![]() |
| Bupati Buton Selatan, H. Muhammad Adios, saat melakukan audiensi dengan jajaran Ditjen Migas Kementerian ESDM di Jakarta. |
Stasiunberita.id, Jakarta – Upaya Pemerintah Kabupaten Buton Selatan (Busel) dalam memperjuangkan pemerataan energi terus dilakukan. Bupati Buton Selatan, H. Muhammad Adios, melakukan pertemuan dengan Direktorat Jenderal Minyak dan Gas Bumi (Ditjen Migas) Kementerian ESDM RI di Jakarta, Selasa (3/2/2026).
Pertemuan tersebut dimanfaatkan Bupati untuk menyampaikan secara langsung berbagai kendala yang masih dirasakan masyarakat, khususnya terkait ketersediaan BBM dan gas di wilayah kepulauan serta pesisir.
Dalam audiensi itu, Muhammad Adios menjelaskan bahwa kondisi geografis Buton Selatan yang didominasi pulau-pulau kecil menjadi tantangan tersendiri dalam pendistribusian energi. Keterbatasan pasokan dinilai berpengaruh besar terhadap aktivitas nelayan, transportasi laut, hingga perputaran ekonomi masyarakat.
“Wilayah kami memiliki karakter kepulauan yang membutuhkan perhatian khusus. Ketersediaan energi yang merata sangat menentukan kelancaran aktivitas masyarakat, terutama di sektor perikanan dan transportasi,” ungkapnya.

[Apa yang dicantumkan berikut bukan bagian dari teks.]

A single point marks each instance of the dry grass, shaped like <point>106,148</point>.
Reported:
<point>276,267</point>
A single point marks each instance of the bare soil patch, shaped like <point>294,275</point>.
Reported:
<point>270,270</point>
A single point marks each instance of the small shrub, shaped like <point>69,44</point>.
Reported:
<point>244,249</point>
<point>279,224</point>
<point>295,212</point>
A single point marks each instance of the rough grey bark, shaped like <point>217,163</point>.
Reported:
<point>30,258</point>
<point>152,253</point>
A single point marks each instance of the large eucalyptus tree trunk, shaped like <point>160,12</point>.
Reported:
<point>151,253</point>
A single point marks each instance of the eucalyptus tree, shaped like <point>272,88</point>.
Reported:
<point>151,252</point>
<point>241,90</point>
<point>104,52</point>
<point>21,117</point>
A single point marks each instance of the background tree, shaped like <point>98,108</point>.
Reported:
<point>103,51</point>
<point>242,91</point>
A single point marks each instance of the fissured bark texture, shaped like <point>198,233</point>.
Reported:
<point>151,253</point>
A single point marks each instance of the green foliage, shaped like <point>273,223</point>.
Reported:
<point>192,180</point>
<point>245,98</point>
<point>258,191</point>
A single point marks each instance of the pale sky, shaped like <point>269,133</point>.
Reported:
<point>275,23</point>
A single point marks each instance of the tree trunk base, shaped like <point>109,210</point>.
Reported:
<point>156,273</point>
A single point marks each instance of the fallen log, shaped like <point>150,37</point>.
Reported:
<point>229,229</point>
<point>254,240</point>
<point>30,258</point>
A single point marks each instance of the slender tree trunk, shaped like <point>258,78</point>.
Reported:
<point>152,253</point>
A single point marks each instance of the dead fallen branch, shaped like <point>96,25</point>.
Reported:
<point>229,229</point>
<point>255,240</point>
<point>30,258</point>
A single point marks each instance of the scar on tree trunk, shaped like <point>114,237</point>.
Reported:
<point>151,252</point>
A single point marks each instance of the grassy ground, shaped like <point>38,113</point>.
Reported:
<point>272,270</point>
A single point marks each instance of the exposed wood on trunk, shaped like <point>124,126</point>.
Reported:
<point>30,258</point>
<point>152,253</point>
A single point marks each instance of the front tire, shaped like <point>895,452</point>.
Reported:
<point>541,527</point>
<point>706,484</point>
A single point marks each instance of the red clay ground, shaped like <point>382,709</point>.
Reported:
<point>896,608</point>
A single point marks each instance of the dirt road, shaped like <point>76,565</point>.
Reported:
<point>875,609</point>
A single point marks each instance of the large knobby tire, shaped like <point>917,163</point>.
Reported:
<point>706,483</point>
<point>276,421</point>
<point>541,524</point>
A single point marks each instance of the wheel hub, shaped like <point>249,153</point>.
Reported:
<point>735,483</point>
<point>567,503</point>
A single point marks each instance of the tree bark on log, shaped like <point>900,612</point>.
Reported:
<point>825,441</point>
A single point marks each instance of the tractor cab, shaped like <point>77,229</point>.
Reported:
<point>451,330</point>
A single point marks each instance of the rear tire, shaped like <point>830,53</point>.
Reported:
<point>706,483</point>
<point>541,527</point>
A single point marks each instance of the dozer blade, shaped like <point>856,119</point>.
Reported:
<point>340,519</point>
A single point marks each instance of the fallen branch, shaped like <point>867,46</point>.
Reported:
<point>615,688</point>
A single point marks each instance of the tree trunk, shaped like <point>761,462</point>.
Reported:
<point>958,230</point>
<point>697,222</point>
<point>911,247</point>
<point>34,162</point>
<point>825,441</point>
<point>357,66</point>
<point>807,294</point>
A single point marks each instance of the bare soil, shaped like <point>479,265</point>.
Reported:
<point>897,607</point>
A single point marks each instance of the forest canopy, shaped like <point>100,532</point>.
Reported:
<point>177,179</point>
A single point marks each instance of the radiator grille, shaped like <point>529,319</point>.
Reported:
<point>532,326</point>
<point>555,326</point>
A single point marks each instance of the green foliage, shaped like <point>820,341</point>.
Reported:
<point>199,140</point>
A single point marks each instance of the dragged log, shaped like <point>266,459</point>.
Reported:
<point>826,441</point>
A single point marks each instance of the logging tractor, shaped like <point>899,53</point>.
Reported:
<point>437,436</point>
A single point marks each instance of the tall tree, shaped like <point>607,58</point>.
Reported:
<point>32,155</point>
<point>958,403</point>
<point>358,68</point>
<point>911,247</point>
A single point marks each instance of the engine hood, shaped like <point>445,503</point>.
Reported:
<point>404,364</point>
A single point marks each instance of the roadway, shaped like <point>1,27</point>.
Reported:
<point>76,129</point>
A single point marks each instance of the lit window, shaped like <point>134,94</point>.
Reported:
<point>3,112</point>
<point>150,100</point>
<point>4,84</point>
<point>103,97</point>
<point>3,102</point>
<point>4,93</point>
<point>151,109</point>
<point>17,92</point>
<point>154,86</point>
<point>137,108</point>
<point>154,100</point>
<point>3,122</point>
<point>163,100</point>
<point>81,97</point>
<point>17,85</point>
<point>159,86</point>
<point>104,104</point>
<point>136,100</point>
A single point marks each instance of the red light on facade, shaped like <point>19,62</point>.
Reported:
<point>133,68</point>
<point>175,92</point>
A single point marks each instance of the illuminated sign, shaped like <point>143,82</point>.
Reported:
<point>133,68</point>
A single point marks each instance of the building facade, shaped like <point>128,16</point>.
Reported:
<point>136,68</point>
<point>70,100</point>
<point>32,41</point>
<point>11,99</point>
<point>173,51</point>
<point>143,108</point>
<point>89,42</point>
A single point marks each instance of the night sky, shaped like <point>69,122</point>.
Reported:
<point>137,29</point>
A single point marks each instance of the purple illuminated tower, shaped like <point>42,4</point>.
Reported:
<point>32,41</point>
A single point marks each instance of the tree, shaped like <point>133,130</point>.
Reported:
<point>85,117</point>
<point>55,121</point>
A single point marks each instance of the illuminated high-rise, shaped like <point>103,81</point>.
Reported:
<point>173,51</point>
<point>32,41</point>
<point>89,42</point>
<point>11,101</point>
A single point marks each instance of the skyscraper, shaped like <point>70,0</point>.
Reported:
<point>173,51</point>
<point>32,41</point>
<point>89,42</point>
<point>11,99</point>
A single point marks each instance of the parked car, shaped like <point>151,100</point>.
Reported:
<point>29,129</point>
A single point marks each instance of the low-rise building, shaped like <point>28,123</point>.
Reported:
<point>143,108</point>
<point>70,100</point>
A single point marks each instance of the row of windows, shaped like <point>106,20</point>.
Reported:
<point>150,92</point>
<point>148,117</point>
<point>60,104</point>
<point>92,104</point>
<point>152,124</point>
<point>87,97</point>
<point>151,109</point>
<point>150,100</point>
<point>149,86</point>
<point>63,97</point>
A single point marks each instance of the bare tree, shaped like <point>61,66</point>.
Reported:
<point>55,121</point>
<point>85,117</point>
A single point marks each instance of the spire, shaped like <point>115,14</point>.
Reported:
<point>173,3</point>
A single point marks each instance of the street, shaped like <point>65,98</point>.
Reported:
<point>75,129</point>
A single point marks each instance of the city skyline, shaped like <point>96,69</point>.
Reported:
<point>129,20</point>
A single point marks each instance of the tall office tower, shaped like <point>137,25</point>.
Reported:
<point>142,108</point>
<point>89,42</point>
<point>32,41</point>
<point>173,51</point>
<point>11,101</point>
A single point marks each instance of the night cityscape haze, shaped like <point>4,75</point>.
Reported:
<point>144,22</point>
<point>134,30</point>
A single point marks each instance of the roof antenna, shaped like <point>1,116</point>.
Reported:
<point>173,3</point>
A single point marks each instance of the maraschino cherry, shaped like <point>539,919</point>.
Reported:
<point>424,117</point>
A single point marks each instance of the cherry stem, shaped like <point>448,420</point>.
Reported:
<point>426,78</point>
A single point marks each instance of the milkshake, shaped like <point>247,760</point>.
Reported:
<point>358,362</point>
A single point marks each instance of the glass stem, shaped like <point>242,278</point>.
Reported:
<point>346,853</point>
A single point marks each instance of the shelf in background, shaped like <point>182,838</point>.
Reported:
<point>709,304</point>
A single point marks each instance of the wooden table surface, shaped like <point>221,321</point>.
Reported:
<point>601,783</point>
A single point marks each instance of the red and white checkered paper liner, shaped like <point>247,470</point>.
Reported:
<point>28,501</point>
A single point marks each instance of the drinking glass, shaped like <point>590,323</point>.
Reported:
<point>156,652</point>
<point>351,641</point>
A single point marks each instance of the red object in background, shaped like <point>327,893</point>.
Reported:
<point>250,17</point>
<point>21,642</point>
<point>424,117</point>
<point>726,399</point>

Ia menegaskan, Pemkab Buton Selatan terus membangun komunikasi dan kerja sama dengan pemerintah pusat guna mencari solusi jangka panjang atas persoalan energi. Dukungan dalam bentuk penambahan kuota BBM, penguatan jaringan distribusi, serta pembangunan sarana pendukung menjadi harapan utama pemerintah daerah.
Lebih lanjut, Bupati menilai percepatan pembangunan infrastruktur energi akan berdampak langsung pada peningkatan kesejahteraan masyarakat sekaligus memperkuat fondasi pembangunan daerah yang berkelanjutan.
Sementara itu, pihak Ditjen Migas Kementerian ESDM menyambut positif aspirasi yang disampaikan. Mereka menyatakan siap melakukan kajian teknis lanjutan agar program nasional di sektor energi dapat disesuaikan dengan kebutuhan wilayah kepulauan seperti Buton Selatan.
Audiensi tersebut juga dihadiri sejumlah perwakilan pejabat daerah Sulawesi Tenggara dan jajaran Ditjen Migas, sebagai bagian dari upaya memperkuat koordinasi lintas sektor dalam mendukung pemerataan akses energi nasional.